The details.date property will exist, sure… but it will not be a Date instance – instead it is simply a string. If you attempt to use any of the string methods, it will fail at runtime.

See the Pen TypeScript - JSON.parse interface by David Pine (@ievangelist) on CodePen.

Ah, we can fix this – right?! We might think to ourselves, we’ll use a class instead and then add a getDate() “get function” property that will pass the .date member to the Date constructor. Let’s look at this.

export class Details {
    date: Date;
    score: number;
    description: string;
    approved: boolean;

    get getDate(): Date {
        return new Date(this.date);
    }
}

Perhaps to your surprise, this doesn’t work either! The Details type parameter is not instantiated.

See the Pen TypeScript - JSON.parse class with get property by David Pine (@ievangelist) on CodePen.

If we add a constructor to our class and then pass in a data: any argument, we could easily perform an Object.assign(this, data).

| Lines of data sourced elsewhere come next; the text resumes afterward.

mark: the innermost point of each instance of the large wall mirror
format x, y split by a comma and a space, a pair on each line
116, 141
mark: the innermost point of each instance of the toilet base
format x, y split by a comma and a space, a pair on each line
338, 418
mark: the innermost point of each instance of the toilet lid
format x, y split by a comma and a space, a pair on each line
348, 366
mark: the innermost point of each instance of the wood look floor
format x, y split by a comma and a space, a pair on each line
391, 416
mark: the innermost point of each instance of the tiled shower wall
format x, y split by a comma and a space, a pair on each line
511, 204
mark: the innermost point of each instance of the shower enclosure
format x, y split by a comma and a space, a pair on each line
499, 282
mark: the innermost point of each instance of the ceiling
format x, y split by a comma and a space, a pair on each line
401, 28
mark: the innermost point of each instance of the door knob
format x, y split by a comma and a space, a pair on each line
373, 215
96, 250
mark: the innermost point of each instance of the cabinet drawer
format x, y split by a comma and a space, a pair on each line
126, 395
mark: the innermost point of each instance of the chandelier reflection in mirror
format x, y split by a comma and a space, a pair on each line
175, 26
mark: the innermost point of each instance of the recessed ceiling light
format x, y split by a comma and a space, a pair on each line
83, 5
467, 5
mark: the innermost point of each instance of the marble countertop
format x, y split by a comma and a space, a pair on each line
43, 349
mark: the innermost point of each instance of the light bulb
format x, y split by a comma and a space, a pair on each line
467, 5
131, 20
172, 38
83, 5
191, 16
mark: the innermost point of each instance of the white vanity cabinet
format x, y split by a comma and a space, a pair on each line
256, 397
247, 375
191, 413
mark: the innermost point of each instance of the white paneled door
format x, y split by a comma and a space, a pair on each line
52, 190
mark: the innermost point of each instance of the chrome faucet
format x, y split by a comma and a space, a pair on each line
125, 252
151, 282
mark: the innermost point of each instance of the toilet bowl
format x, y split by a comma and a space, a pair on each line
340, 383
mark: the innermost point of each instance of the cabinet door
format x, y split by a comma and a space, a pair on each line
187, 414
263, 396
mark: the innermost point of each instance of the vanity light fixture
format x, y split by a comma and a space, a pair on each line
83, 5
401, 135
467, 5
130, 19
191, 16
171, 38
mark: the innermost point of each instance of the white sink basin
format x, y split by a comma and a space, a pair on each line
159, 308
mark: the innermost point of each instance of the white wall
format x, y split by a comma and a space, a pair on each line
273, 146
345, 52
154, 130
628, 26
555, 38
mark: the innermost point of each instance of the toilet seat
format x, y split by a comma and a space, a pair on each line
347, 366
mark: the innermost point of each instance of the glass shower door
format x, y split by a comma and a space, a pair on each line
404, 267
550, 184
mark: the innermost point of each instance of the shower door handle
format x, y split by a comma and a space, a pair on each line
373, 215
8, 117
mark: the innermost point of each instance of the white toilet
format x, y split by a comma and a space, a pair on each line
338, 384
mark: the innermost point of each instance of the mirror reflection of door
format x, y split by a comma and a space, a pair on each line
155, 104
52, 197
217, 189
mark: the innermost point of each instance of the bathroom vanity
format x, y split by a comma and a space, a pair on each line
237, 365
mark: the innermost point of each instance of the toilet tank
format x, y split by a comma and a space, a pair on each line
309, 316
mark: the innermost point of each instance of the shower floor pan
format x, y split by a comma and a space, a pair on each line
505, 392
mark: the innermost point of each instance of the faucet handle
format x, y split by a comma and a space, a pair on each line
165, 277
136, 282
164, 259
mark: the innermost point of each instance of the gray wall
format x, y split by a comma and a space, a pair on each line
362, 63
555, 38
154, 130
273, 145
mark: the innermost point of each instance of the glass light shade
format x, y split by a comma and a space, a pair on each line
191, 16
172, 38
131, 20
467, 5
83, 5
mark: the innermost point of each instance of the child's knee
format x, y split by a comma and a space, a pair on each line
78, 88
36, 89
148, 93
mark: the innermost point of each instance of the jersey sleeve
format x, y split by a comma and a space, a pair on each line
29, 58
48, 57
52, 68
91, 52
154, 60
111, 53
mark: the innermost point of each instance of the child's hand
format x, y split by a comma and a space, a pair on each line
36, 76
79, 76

This solves several issues

The Object.assign() method is used to copy the values of all enumerable own properties from one or more source objects to a target object. It will return the target object. MDN Web Docs


See the Pen TypeScript - JSON.parse class .ctor Object.assign by David Pine (@ievangelist) on CodePen.

JavaScript to the rescue!

What’s to stop a consumer from trying to interact with the details.date property – if you recall it is still typed as a Date. This is error prone and will cause issues – if not immediately, certainly later on. Ideally, all objects that are intended to map over from JSON should contain primitive types only.

If you’re set on using a class, you should use the RxJS map operator.

public getDetails(id: number): Promise<Details> {
    return this.http
               .get<Details>(`${this.baseUrl}/api/details/${id}`)
               .map(response => new Details(response.json()))
               .toPromise();
}

But what if we wanted an array of details to come back – that’s easy too?!

public getDetails(): Promise<Details[]> {
    return this.http
               .get<Details>(`${this.baseUrl}/api/details`)
               .map(response => {
                   const array = JSON.parse(response.json()) as any[];
                   const details = array.map(data => new Details(data));
                   return details;
               })
               .toPromise();
}

Types That Work Without Intervention

This table details all the primitive types that will map over without a constructor or any other intervention.

Primitive Types Description
string Already a string anyways
number Coercion from string to number
boolean Coercion from string to boolean
array As long as all types are primitives also
tuple Follows same rules as array

Conclusion

While TypeScript and Angular play nicely together, at the end of the day we’re all battling JavaScript. As long as you’re aware of how your tool, framework, or technology works and why it works a certain way – you’re doing great! Take this bit of knowledge and share it with the world. If it helps you, hopefully it will help someone else too!